Serhiy Petrov ( «Bob Bassett »): « Je ne vois pas de différence entre la peinture et le talent d’un serveur »

Culture
8 mars 2023, 19:03

Notre interlocuteur est Serhiy Petrov, artiste ukrainien, co-fondateur de l’atelier d’art Bob Basset, mondialement connu pour ses masques. Il a exposé dans le monde entier (USA, Grande-Bretagne, France, Chine, Canada, Autriche, Pérou, etc.), et collaboré avec les groupes Slipknot, Metallica et Korn, ainsi qu’avec les sociétés cinématographiques de Ridley Scott et Michael Bay. En 2016, Vogue International a désigné Bob Bassett comme l’un des neuf créateurs ukrainiens d’avant-garde. Il a récemment créé le premier demi-masque pour l’avocat Masi Nayem, qui a perdu un œil au combat. The Ukrianian Week/Tyzhden.Fr a parlé avec Serhiy de ses objets d’art et de ses projets emblématiques.

– Vous n’avez pas immédiatement commencé à fabriquer des masques en tant qu’objets d’art. Quand l’artisanat est-il devenu un art ?

– C’était une décision consciente. Je pouvais juste améliorer mes compétences, ou passer à un autre niveau. Cependant, ces objets ont commencé à être qualifiés comme œuvres artistiques avant même que je prenne cette décision, il y a dix ans.

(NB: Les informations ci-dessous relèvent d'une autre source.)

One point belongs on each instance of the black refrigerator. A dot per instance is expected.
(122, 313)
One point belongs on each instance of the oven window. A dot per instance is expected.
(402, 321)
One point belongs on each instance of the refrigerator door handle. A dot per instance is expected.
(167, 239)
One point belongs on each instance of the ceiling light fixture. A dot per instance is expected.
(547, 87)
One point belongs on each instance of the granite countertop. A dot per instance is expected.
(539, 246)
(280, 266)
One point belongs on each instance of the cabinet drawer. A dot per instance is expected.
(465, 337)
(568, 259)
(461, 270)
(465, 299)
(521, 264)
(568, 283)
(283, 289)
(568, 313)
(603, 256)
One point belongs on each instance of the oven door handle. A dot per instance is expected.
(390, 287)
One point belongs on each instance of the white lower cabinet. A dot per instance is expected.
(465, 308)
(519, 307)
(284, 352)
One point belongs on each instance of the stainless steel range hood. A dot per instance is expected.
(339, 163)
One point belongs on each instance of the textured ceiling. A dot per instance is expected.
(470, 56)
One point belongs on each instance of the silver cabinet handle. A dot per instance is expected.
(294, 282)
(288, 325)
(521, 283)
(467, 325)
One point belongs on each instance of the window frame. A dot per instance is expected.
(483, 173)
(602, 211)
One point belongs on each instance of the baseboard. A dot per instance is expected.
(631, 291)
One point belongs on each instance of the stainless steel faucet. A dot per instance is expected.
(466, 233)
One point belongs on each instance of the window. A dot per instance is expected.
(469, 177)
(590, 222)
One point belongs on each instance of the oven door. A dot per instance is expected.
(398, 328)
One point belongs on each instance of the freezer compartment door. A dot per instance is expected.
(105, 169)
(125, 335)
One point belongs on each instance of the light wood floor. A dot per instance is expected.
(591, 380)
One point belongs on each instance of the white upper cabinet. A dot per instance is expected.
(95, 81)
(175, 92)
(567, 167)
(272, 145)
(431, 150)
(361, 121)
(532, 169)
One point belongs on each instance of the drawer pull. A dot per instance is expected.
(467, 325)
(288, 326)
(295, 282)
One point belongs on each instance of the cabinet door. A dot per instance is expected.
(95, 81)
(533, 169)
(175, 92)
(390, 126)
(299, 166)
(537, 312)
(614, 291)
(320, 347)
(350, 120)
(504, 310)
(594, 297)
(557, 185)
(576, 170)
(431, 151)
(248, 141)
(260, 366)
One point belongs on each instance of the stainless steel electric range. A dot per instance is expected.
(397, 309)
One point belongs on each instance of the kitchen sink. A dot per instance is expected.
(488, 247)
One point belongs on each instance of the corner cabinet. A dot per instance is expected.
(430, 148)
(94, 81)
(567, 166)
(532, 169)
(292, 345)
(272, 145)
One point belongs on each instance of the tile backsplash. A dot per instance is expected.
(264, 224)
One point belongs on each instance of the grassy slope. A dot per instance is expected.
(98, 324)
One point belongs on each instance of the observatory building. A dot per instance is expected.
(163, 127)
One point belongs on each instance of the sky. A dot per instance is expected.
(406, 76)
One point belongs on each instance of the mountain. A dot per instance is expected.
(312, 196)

Et quand on voit comment ces objets influencent la créativité d’autres personnes, leur vie, on se rend compte qu’il ne s’agit pas seulement d’un masque, ce n’est pas uniquement un objet de carnaval, cela va bien au-delà de l’utilité basique d’un masque. L’art est un métier porté à la perfection. Un serveur qui fait bien son travail, c’est aussi un art. Je ne vois globalement pas de différence entre la peinture et les compétences d’un serveur. C’est une combinaison de don, de compétence et de réussite. C’est juste qu’il y a des gens qui s’arrêtent lorsqu’ils atteignent un certain niveau de compétence, quand d’autres continuent de s’améliorer.

– Vous avez travaillé dans divers domaines artistiques. Lequel a été le plus intéressant pour vous ?

– Peu importe le domaine, ce qui compte ce sont les personnes. Je suis fasciné par la fierté. Plus il y a de réactions à une œuvre, plus c’est intéressant. Mais si une personne est nulle, alors rien ne fonctionne.

PHOTO: Sac à dos-dragon

– Et pourtant, quels projets ont marqué votre carrière ?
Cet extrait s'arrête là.